Inspiring and engaging leaders are role models for the organisation. Organisations need to consider the extent to which the top team is working together – professional services partnerships have a broader model, but they still need to avoid silos and microcultures.

A communication culture

Another framework for communication capability reflected the corporate ‘iceberg’ model where behaviours (above the surface) reflect organisational values and beliefs (below the water line).

  • Foundations – mission, values
  • People – Selection, assessment and development; reward and promotion; role modelling at the top
  • Policies and processes – freedoms within (agreed) boundaries; fit-for-purpose standards (i.e. why are we doing that?)
  • Learning – especially from mistakes
  • Stories – what gets celebrated (to create and embed a positive culture); employees as ambassadors

These principles need to be delivered by integrated corporate functions with aligned communication practices.

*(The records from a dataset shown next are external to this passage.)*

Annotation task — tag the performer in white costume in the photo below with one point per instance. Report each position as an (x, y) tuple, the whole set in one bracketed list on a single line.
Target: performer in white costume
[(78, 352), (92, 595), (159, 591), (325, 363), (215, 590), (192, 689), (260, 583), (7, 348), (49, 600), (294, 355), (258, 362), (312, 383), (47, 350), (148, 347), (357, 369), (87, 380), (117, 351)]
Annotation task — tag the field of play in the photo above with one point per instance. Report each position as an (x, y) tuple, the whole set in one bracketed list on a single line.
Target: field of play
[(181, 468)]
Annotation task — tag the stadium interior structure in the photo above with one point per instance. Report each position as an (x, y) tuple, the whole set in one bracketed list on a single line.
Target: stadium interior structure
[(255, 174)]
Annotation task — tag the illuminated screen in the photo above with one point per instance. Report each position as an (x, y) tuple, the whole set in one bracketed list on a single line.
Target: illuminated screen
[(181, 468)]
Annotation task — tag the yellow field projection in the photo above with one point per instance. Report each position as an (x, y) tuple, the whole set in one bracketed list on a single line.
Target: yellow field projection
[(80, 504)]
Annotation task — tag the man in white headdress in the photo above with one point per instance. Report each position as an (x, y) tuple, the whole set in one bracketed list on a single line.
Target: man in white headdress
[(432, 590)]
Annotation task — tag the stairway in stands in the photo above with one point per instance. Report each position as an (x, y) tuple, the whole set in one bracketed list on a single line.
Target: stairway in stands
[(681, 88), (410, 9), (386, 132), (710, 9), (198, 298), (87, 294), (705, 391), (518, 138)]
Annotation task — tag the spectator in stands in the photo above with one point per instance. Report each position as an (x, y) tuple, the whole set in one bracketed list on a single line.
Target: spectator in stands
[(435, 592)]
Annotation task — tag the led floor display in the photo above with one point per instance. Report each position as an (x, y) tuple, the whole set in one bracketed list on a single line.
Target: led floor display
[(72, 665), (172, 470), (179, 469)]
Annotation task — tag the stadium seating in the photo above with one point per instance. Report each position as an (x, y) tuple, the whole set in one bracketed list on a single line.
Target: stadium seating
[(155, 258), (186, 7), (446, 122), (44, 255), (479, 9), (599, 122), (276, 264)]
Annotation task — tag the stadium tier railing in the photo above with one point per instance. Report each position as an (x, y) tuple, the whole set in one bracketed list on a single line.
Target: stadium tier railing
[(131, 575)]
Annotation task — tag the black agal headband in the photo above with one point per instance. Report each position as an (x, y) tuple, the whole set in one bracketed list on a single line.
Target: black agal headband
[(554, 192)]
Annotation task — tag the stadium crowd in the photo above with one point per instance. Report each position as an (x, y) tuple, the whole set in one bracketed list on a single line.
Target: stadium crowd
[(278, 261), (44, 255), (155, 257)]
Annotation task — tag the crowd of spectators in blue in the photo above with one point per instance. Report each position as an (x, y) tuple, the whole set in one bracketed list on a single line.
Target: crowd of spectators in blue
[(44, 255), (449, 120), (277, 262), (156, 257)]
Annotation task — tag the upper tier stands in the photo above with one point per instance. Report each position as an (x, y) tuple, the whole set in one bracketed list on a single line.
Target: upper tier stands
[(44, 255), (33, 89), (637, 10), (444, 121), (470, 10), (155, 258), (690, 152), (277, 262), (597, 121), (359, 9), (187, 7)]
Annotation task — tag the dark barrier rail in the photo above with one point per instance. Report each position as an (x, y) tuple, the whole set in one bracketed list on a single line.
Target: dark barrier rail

Technology supports relationships with real-time communication flows; networking and collaboration platforms; triangulated measurement – i.e. using data from different sources. Personalisation is more complex. When it is well-designed it encourages engagement, but the danger is using personalisation for control – i.e. too much personalisation or measurement feels intrusive and can undermine employee/customer trust. But recognition is critical as it underpins employee engagement.

Hardie added that in law firms in particular the internal comms function is often seen as the centre of corporate messaging and firmwide meetings, but it has to go further. Importantly, leaders have to know what good looks like. They recognise the importance of a strong communications culture, but do they know what steps they have to take to get there?

Lambert’s starting point is a checklist of ‘absolute essentials’:

  • Honesty – truth-telling, transparency, prompt and full admission of mistakes, no blame
  • Language – clear, simple, concise
  • Listen
  • Equity – fairness, mutuality, no bias
  • Empathy – demonstrate understanding and care
  • Accountability – no buck-passing
  • Confidence – disarm fear, inspire creativity and positivity, become an organisation where people are willing to share ideas

The discussion was opened up to delegates from different professional services firms. Topics raised included maintaining a communication culture during international expansion, post-merger cultural integration, and big picture messaging.